The following day, when filling out applications, Jane noticed that some of the applications asked if “all” data were encrypted. She knew this wording was important as she was aware that some insurers attach unencrypted data exclusions to their cyber policies. Jane knew that the company had unencrypted data, and therefore, she added a note to the application form stating that the agency protects their unencrypted data through passwords and restricted access. She wanted the insurance carriers to know that, although there was more risk involved with the agency’s unencrypted data, the company had already put into place loss prevention techniques to reduce that risk of loss.

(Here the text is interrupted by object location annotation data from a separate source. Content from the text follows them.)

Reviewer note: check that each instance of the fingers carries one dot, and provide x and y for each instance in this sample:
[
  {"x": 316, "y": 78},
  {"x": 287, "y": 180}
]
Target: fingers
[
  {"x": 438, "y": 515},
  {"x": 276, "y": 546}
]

Not more than a week later, Jane received quotes from six of the eight insurers. Based on premiums alone, Jane was able to eliminate three of the quotes and then presented the benefits and pitfalls of the remaining three to Tom. One quote had very low sub-limits for notification costs and Jane believed it was important to carry higher sub-limits. This option was eliminated. Another quote offered broader coverage for Regulatory Actions by not covering just defense costs, but also fines, penalties and compensatory award funds. As Tom had mentioned before, he felt this coverage was essential and therefore gave this policy high consideration. The last quote under deliberation was the only one that offered both digital and non-digital content coverage; furthermore, this carrier was the only one out of the original six that was willing to cover smartphones.

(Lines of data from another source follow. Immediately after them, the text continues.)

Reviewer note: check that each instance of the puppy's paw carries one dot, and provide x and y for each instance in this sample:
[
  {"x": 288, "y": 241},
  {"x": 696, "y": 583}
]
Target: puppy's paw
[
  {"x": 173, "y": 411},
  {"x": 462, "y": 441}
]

Tom and Jane were faced with a tough decision, but ultimately decided that they had to have the broader coverage for Regulatory Action over the broader coverage for digital and non-digital content. Jane thought that it would have been nice to have coverage for paper content, but in the 21 years of the agency’s operations they had never experienced a loss related to their paper files. Also, it would have been preferable to have smartphone coverage but Tom found that only a couple of the smartphones were owned by the company and the rest were owned by employees. Therefore, coverage was bound.